© Fotoarchiv Helena Melikov

Gedanken an Dede

von Aylin Öngün

Ich war einmal ein blondes kleines Mädchen in Rock und Strümpfen und Lackschuhen, das schüchtern an der Hand seines Opas in die Kamera schaute. Er war der Vater meines Vaters und ich nannte ihn Dede. Auf Außenstehende muss Dede sehr streng gewirkt haben. Auch zu mir war er streng, und zu meinen Schwestern wahrscheinlich auch. Wenn wir laut spielten oder stritten, rief er uns harsch zur Ruhe. Dann spielten und stritten wir leiser. Ich erinnere mich daran, wie er in seinem Sessel im Wohnzimmer saß. Dort sitzend rief er oft: Aylin, bana bir bardak su getir! [Aylin, bring mir ein Glas Wasser!] Und ich lief artig vom Kinderzimmer in die Küche und brachte es ihm.

 

Seine Haut im Gesicht, an Händen und Armen war so runzlig wie eine alte Gurke. An einem der faltigen Finger seiner linken Hand trug er einen großen goldenen Siegelring. Dede redete nicht viel, dafür schaute er viel fern. Dabei saß er in seinem Sessel und ließ er sein Gebiss aus dem Kiefer aus- und wieder einklacken. Obwohl seine Ohren sehr groß waren, hörte er schlecht, weshalb der Fernseher auf voller Lautstärke lief. Ich erinnere mich sehr gut daran, wie er gleichzeitig den Kopf leicht schräg legte, einen anlächelte und den Kopf schüttelte, wenn er etwas nicht verstanden hatte, damit man es wiederholte.

 

Damit Dede sich ein bisschen bewegte, schickte meine Mutter ihn raus, um meine kleine Schwester im Kinderwagen spazierenzufahren. Mit der Herrenhandtasche am Handgelenk machte er sich schlurfend auf den Weg. Von diesen Spaziergängen brachte er mir oft Berliner mit oder eine Papiertüte mit Baisers. Jedesmal rief ich erfreut aus: Bunları sevdiğimi nereden biliyordun? [Woher wußtest Du nur, dass ich die so gerne mag?] Und jedesmal antwortete er mit einem verschmitzten Lächeln: Kuşlar söyledi. [Das haben mir die Vöglein erzählt.] Auch er mochte Berliner, außerdem mochte er frischen Knoblauch und so roch er auch.
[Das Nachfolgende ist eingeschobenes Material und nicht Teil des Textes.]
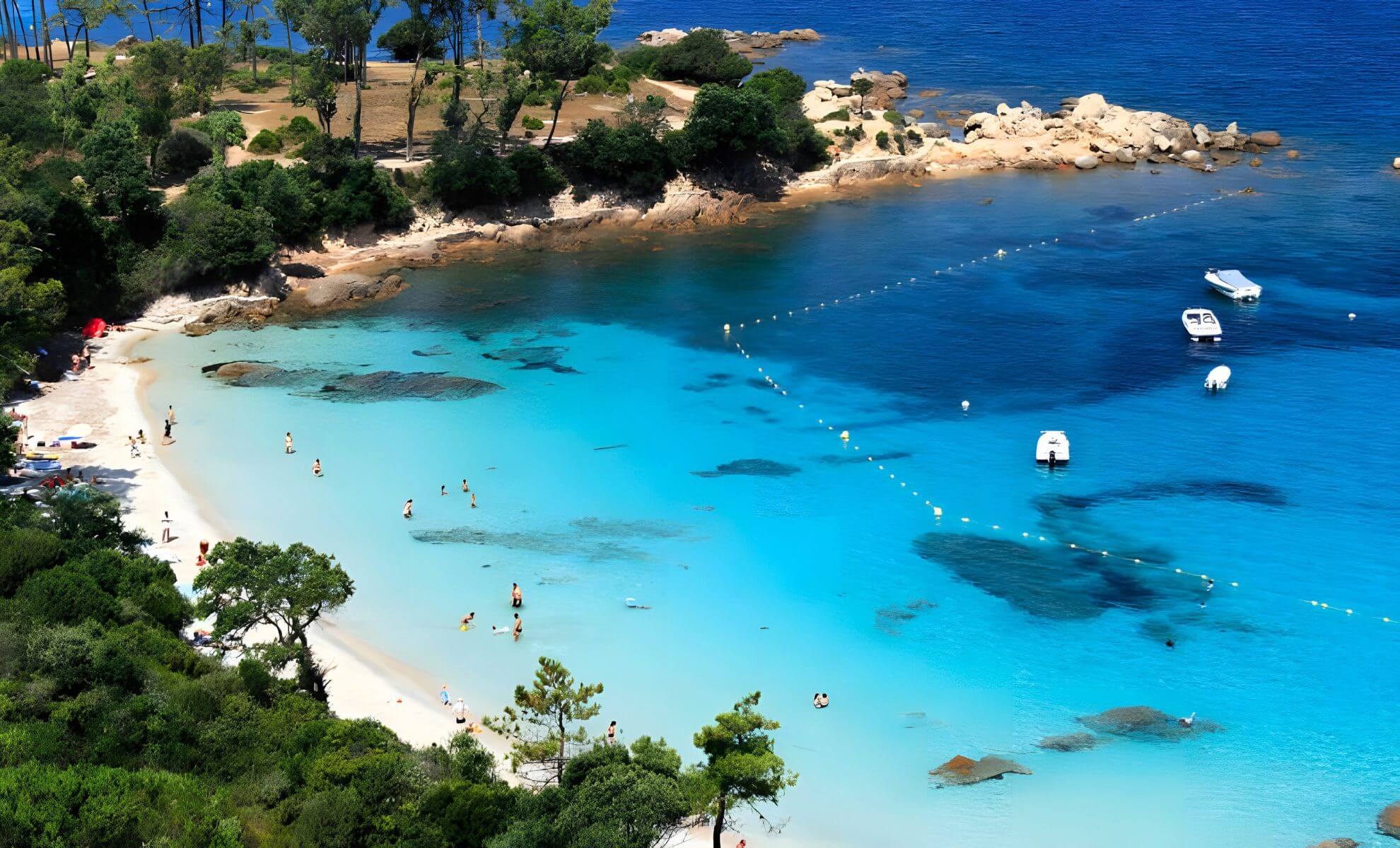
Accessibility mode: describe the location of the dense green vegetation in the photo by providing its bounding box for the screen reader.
[0,485,797,848]
[0,0,829,389]
[619,30,756,86]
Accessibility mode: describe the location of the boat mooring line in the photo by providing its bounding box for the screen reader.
[724,187,1254,333]
[734,341,1239,588]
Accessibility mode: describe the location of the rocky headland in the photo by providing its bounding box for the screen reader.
[172,66,1283,334]
[637,27,822,56]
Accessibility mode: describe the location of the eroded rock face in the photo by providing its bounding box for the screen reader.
[1075,707,1223,742]
[204,361,501,403]
[1036,731,1100,751]
[928,754,1032,787]
[183,295,279,336]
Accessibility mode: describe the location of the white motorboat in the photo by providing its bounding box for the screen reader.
[1036,430,1070,467]
[1206,267,1264,301]
[1182,307,1221,341]
[1206,365,1229,391]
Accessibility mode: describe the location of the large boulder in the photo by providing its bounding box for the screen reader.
[1075,707,1223,742]
[851,70,909,112]
[928,754,1030,787]
[637,27,686,47]
[1376,801,1400,840]
[1061,94,1109,120]
[1036,731,1099,751]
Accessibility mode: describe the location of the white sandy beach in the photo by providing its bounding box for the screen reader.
[14,315,508,755]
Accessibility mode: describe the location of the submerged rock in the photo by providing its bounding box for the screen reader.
[690,459,803,477]
[928,754,1032,787]
[1376,801,1400,840]
[1036,731,1100,751]
[211,363,501,403]
[1075,707,1223,742]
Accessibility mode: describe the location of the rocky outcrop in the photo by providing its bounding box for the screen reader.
[1075,707,1223,742]
[803,69,909,120]
[928,754,1030,787]
[202,363,501,403]
[1376,801,1400,840]
[183,295,277,336]
[1036,732,1100,751]
[287,273,404,312]
[637,27,822,53]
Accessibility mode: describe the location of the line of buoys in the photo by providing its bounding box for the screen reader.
[734,343,1239,588]
[724,189,1253,333]
[1303,601,1400,624]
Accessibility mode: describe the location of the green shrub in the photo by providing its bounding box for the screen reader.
[646,30,753,86]
[277,114,320,144]
[185,109,247,147]
[743,67,806,109]
[556,119,675,194]
[247,130,281,155]
[156,127,214,177]
[506,146,568,199]
[423,136,520,210]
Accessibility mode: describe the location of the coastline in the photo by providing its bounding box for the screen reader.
[14,316,513,761]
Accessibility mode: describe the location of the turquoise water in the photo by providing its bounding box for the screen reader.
[143,160,1400,847]
[115,1,1400,848]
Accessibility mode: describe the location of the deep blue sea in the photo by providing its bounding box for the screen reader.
[101,0,1400,848]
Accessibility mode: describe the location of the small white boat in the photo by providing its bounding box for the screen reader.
[1206,267,1264,301]
[1182,307,1221,341]
[1206,365,1229,391]
[1036,430,1070,467]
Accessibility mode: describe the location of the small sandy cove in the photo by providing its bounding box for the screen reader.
[13,314,507,755]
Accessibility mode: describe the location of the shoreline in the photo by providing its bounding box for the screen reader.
[13,317,513,755]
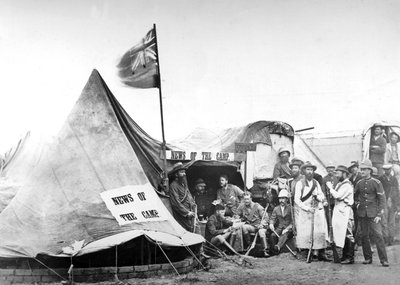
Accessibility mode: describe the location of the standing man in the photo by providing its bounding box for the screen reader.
[326,165,355,264]
[385,132,400,183]
[354,159,389,267]
[193,178,215,220]
[238,192,269,257]
[269,189,293,254]
[369,124,386,175]
[217,174,244,217]
[169,162,196,232]
[273,147,292,179]
[321,161,338,227]
[379,164,400,245]
[294,162,330,261]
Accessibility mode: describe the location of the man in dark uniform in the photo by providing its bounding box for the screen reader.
[369,124,387,175]
[273,147,292,179]
[193,178,215,220]
[348,161,362,250]
[169,162,196,232]
[205,204,234,246]
[237,192,269,257]
[321,161,338,228]
[354,159,389,267]
[379,164,399,245]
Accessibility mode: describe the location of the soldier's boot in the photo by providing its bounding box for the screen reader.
[340,239,355,264]
[318,248,332,261]
[261,238,270,257]
[229,232,237,247]
[243,233,251,248]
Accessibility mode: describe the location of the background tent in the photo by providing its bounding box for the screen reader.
[295,121,400,165]
[171,121,326,188]
[0,70,203,264]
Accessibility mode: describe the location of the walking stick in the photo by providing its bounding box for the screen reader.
[326,186,340,263]
[245,203,269,256]
[272,230,297,258]
[307,197,315,263]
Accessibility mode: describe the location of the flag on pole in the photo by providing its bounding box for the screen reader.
[117,29,159,88]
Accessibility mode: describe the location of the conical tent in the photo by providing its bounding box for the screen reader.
[0,70,203,258]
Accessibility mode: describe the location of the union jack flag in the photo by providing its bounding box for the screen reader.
[117,29,159,88]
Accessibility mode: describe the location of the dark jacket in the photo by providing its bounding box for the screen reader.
[205,214,233,241]
[379,175,400,212]
[369,136,387,164]
[269,205,292,230]
[354,177,386,218]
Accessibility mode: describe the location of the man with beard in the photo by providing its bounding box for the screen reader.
[369,124,386,175]
[379,164,400,245]
[273,147,292,179]
[269,189,293,254]
[354,159,389,267]
[237,192,269,257]
[169,162,196,232]
[326,165,355,264]
[294,162,330,261]
[217,174,244,217]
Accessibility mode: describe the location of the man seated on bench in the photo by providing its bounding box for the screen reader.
[237,192,269,257]
[269,189,293,254]
[205,204,235,249]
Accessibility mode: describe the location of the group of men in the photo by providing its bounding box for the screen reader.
[169,126,400,267]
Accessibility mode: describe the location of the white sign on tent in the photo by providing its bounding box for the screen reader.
[100,184,167,226]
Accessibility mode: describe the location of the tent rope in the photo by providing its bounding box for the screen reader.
[156,242,181,276]
[33,257,68,281]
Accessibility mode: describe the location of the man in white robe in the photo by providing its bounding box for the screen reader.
[294,162,330,261]
[326,165,355,264]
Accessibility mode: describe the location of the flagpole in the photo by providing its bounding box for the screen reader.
[153,24,168,188]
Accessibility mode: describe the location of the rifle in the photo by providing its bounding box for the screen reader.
[326,184,340,263]
[307,197,316,263]
[244,203,269,256]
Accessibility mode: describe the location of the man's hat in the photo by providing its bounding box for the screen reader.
[301,161,317,171]
[347,161,359,172]
[336,165,349,174]
[372,123,383,129]
[168,162,187,175]
[278,189,289,198]
[325,161,336,168]
[289,158,304,168]
[360,159,372,170]
[382,164,393,169]
[389,132,400,140]
[194,178,206,186]
[278,147,290,156]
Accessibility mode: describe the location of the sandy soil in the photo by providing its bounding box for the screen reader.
[38,245,400,285]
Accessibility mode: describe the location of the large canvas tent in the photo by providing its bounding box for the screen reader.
[0,70,203,266]
[171,121,326,188]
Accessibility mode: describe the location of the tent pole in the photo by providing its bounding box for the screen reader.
[153,24,168,186]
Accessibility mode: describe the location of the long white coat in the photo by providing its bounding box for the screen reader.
[294,180,328,249]
[330,179,354,248]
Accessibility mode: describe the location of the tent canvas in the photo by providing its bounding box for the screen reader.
[0,70,203,258]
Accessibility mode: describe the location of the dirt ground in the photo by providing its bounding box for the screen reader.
[41,245,400,285]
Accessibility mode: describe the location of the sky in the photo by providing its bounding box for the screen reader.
[0,0,400,152]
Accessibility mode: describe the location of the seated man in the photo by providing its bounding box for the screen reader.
[217,174,244,217]
[238,192,269,257]
[193,178,214,221]
[269,189,293,254]
[205,204,234,248]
Manchmal roch er auch nach Mentholbonbons, den grünen von EM Eukal, die überall in der Wohnung bereitlagen und wohl die einzigen Bonbons waren, die mir als Kind nicht schmeckten.

 

Wenn er nicht fern sah oder meine kleine Schwester spazieren fuhr, dann spielte Dede mit mir Karten: Kapdı Kaçdı, Pişdi, Ellibir hießen die Spiele meiner Kindheit. Ich gewann oft, denn er ließ mich gewinnen. Das wusste ich damals nicht, aber ich weiß es heute. 

 

Ich denke gerne an meinen Dede, an den Dede meiner Kindheit. Nicht so gerne denke ich daran, wie ich ihn zum letzten Mal sah: In einem hellblauen Pyjama in einem Istanbuler Krankenhaus. Es war ein 14. Februar und Babaanne, die Mutter meines Vaters, und ich brachten ihm Blumen mit zum Valentinstag. 

 

Als meine Schwestern und ich mit meinen Eltern zurück nach Deutschland zogen, sah ich meinen Dede drei Monate im Jahr, immer wenn er mit meiner Babaanne nach Deutschland zu Besuch kam. Und jedes Jahr im Sommer besuchten wir sie in der Türkei. Dede kaufte mir Toast mit Kaşar-Käse und wir spielten Karten. Bei einem dieser Besuche fragte ich ihn:

Napiyorsun? [Was machst Du gerade?]

Torunlarım burada olduğunu seviniyorum. [Ich freue mich, dass meine Enkelinnen da sind.]

Ve biz yokken ne yapıyorsun? [Und was machst Du, wenn wir nicht da sind?]